Here we investigate the nature of dynamics in supercooled liquids using a two pronged approach. First we analyze the transport properties found in experiments and simulations of supercooled liquids. Then, we analyze simulation trajectories for lattice models which reproduce many of the interesting properties of supercooled liquids. In doing so, we illuminate several glass universalities, common properties of a wide variety of glass formers.
By analyzing relaxation time and viscosity data for over 50 data sets and 1200 points, we find that relaxation time can be collapsed onto a single, parabolic curve. This collapse supports a theory of universal glass behavior based on facilitated models proposed by David Chandler and Juan Garrahan in 2003. We then show that the parabolic fit parameters for any particular liquid are a material property: they converge fast and are capable of predicting behavior in regions beyond the included data sets. We compare this property to other popular fitting schemes such as the Vogel-Fulcher, double exponential, and fractional exponential forms and conclude that these three forms result in parameters which are non predictive and therefore not material properties. Additionally, we examine the role of attractive forces in liquids by comparing simulations of a Lennard-Jones mixture, which contains both attractions and repulsions, with that of a Weeks-Chandler-Andersen mixture, which only retains repulsive forces. We show that within the framework of the parabolic collapse, these two liquids behave identically. This suggests that attractive forces do not play a key role in glassy dynamics. Rather, repulsive forces - as has been shown in dense liquids - play the largest contributing role in jamming systems into glassy states. We further investigate the predicted fragile-to-strong crossover in glass formers and find no compelling evidence for the crossover in bulk materials at this time.
Additionally, we study ensembles of trajectories for a specific class of kinetically constrained models which reproduce the dynamic heterogeneity found in real glass formers. The one dimensional models we consider are the Fredrickson-Andersen (FA) model and the east model. These two models have been shown to behave as supercooled liquids reproducing properties such as the breakdown of the Stokes-Einstein equation relating diffusion constants and relaxation times. We use transition path sampling in the s-ensemble to bias the system into low activity regions. It has been previously shown that the FA model goes through a first-order dynamical phase transition in trajectory space. We extend this to include a slightly softened FA model, which we believe to be more representative of atomistic systems. We have determined that this first order coexistence line ends in a critical point where the surface tension between active and inactive trajectories in space-time disappears. Beyond this region as the softened FA model becomes unconstrained, the transition disappears and no phase transition is detected. Beyond simulations, these results were verified by analytical methods. This verification was achieved by mapping of soft FA model onto a model which undergoes a quantum phase transition. Beyond the FA model, we consider the softened east model. Unlike the FA model, however, the east model relaxes hierarchically and has a particular directionality.
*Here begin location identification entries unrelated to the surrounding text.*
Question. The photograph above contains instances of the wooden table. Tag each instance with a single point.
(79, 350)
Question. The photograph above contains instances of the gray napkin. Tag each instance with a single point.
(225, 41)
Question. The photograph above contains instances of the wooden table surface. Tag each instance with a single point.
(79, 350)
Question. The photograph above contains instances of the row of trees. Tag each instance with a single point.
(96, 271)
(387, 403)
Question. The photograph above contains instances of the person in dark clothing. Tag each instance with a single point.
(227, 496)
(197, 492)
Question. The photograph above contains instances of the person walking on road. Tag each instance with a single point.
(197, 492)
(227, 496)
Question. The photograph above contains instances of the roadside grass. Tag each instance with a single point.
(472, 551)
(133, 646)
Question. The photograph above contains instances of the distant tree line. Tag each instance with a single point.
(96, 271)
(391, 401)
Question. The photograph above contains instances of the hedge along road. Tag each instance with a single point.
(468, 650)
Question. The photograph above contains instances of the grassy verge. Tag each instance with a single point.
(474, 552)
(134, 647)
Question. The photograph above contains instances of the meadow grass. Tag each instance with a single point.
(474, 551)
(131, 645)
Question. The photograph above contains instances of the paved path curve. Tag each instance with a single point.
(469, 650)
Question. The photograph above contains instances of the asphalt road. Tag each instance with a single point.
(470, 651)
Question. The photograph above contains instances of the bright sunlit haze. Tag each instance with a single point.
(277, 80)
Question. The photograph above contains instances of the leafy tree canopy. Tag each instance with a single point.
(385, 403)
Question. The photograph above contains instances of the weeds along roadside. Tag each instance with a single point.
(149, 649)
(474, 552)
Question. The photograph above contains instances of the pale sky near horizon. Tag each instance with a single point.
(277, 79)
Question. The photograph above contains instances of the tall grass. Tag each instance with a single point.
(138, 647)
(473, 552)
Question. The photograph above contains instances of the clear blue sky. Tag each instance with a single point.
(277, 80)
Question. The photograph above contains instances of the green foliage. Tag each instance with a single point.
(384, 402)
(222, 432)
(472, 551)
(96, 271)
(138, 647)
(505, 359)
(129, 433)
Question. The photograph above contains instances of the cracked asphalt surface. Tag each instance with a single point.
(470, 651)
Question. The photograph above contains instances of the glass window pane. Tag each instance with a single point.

Many of the same conclusions - such as the appearance of a non-trivial critical point in space time - appear in the east model. Moreover, many of the same analytical tools can be used to determine the symmetry line that separates the active and inactive phases. However, the exact mapping of the critical point location is unknown and the location of the critical point is determined numerically. We also investigate how the inactive phase created by applying a dynamical field relaxes to the active state under no external field and find that the process appears barrierless.
Lastly, we propose current and ongoing work which seeks to understand how to numerically quantify the degree to which a system is dynamically facilitated by looking at multipoint correlation functions of endured kinks. We contrast this method with previously suggested methods based on locating avalanches by testing both methods on kinetically constrained models such as the east and FA models.